A China e o Cataio. Pequim e Khanbalik
NOTA: Corte do
grão-mogol. O fundador da dinastia descendia, pelo lado materno, de Gengis
Khan. Nos primeiros tempos das nossas missões reinava Acbar (1556-1605),
cujos domínios se estendiam do golfo de Bengala ao oceano Índico, compreendendo
todo o vale do Indo e grande parte do Afeganistão. Esta primeira missão a que
nos referimos (1580-1583) era composta dos padres Rodolfo Acquaviva, italiano
e superior, António Montserrat, espanhol, e Francisco Henriques.
Em
1594 foi o próprio Acbar que pediu
para Goa uma nova missão de jesuítas.
Foi ela constituída pelos padres Jerónimo Xavier, sobrinho do Apóstolo das Índias, o açoriano Manuel
Pinheiro e o irmão Bento de Goes. Em 1600
juntava-se-lhes o padre Francisco Corsi.
«(…)
Só na terceira missão (ver Nota) se procurou resolver definitivamente o
problema apaixonante. As notícias chegavam de todas as partes, pelos mercadores
e pelos missionários da China, havia cristãos perdidos para lá do Himalaia. Seria o Cataio? Mas este, tão
recheado outrora de nestorianos, também começava a ser identificado com a
China, onde se não haviam ainda encontrado os da nossa Fé. De início Ricci
não conhecera cristãos na China: non
ve ne esser nessuno e mai esser là arrivata la lege christiana. No
entanto, mais tarde chegaram ao grande missionário, em 1602, notícias de nestorianos em Suchow, perto de Kanchow, no
actual Kansu. Eram de cor branca, barbudos, tinham igrejas e capelas onde
adoravam o crucifixo e a Mãe de Deus. Que tinham sacerdotes com votos de
castidade.
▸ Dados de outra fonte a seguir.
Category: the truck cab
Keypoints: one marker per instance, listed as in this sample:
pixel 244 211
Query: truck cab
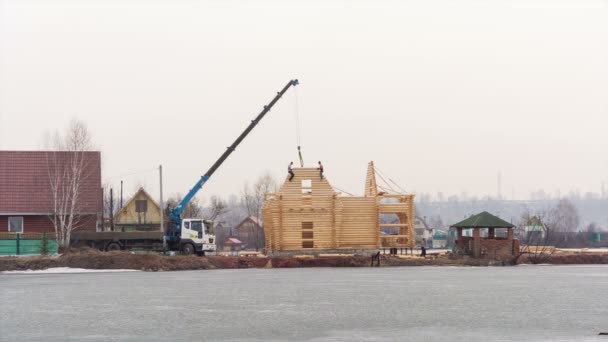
pixel 197 236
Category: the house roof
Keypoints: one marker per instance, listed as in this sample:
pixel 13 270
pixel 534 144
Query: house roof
pixel 483 220
pixel 25 185
pixel 140 191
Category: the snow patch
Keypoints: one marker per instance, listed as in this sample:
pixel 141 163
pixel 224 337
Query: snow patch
pixel 65 270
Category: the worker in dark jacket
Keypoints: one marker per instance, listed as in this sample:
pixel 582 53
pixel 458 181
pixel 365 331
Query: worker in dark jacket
pixel 320 169
pixel 423 248
pixel 290 171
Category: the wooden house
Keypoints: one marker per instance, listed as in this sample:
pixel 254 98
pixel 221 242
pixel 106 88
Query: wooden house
pixel 307 214
pixel 141 212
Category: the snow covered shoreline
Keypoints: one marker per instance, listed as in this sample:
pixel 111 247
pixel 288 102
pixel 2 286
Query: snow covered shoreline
pixel 66 270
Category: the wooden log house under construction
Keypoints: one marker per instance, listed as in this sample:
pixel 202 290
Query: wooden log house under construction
pixel 306 214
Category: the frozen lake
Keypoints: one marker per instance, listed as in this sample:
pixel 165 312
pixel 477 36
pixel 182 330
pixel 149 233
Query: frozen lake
pixel 567 303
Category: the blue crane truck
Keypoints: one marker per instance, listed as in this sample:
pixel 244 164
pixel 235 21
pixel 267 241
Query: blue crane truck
pixel 187 235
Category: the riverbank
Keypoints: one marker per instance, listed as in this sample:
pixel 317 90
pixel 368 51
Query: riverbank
pixel 92 259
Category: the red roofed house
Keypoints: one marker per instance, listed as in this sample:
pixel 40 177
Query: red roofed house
pixel 26 201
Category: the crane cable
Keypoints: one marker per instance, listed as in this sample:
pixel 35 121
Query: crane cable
pixel 297 115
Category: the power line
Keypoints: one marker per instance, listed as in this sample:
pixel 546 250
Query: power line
pixel 133 173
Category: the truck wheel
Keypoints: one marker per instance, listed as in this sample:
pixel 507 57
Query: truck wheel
pixel 187 249
pixel 113 246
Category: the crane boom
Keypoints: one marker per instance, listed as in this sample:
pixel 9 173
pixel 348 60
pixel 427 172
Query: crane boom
pixel 175 214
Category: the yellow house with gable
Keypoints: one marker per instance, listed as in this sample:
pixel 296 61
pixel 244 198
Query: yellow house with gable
pixel 141 212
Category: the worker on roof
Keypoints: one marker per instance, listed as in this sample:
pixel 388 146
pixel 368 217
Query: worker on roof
pixel 290 171
pixel 320 168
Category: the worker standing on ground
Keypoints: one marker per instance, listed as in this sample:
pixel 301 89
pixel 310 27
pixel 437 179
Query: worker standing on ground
pixel 321 169
pixel 290 171
pixel 423 248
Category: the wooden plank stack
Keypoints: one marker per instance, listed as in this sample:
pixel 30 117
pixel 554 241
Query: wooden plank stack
pixel 307 214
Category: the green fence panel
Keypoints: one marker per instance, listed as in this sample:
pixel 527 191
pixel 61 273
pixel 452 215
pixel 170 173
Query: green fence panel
pixel 26 246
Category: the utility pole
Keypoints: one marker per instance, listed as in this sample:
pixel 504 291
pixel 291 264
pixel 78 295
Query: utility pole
pixel 162 209
pixel 111 209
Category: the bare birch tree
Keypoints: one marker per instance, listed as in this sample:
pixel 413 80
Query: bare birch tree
pixel 253 199
pixel 67 171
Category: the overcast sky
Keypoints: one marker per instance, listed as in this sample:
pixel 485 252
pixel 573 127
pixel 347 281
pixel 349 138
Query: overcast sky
pixel 442 95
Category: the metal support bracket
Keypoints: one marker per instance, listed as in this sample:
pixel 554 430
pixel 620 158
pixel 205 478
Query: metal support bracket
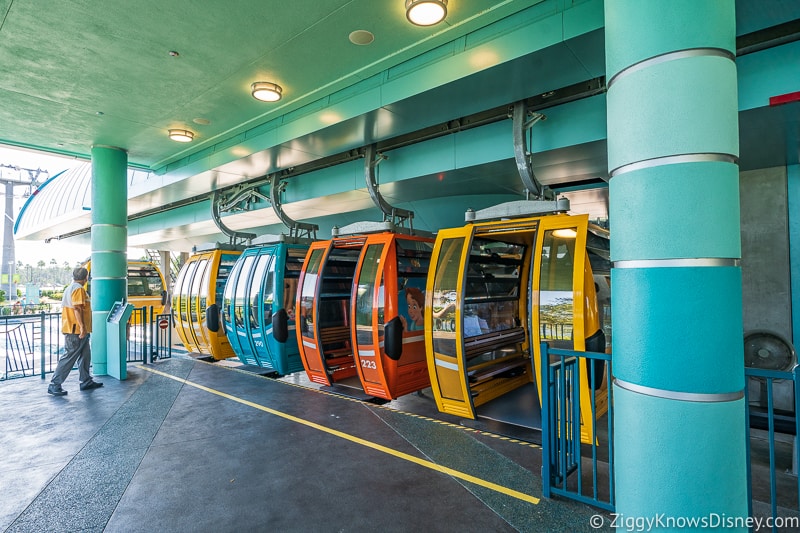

A carta onde Ricci contava estes factos aos incrédulos padres da
Índia sobre a sua identificação deve ter chegado depois da partida de Bento de Goes
para a sua viagem. Duas hipóteses diferentes que era preciso esclarecer.
Do
lado de Goa, a grande alma do empreendimento era o visitador, padre
Nicolau Pimenta (o padre Pimenta nasceu em Santarém em 6 de Dezembro de 1546, entrou na Companhia em 1562. Em 1599 era visitador em Goa, onde morreu em 1614), que incitava os seus ardorosos missionários do grão-mogol na
identificação, os que procuravam cristãos para encontrar o Cataio. Do lado do Império do Meio, Matteo Ricci
levantava já abertamente o problema de que a terra famosa do Veneziano não era
senão a China como anteriormente já o havia dito frei Martin de Rada.
NOTA: A ideia da
identificação do Cataio com a China tem sido geralmente atribuída
a Matteo Ricci. No entanto, já antes dele, o frade espanhol, da Ordem de Sto.
Agostinho, frei Martin de Rada, o tinha afirmado. Na sua Relacion de las cosas de china que
propriamente se llama Taybin, manuscrito incorporado num códex anónimo compilado
em Manila em 1590. Martin de Rada
nasceu em Pamplona em 1533. Tomou o hábito
de Sto. Agostinho em Salamanca aos vinte anos. Partiu depois para o México como
missionário. Em 1564 ofereceu-se para
acompanhar Miguel López Legazpi e frei André Urdaneta na expedição às
Filipinas. Aí exerceu com verdadeiro ardor apostólico o seu mister. Eleito
provincial da sua Ordem empenhou-se em convencer o vice-rei do México na
conquista espanhola da China. Pediu para ir sondar o terreno. Se a ideia tinha
muito de sentido espiritual, havia também a cobiça das riquezas que os
portugueses por ali andavam arrecadando, como constava nas Filipinas.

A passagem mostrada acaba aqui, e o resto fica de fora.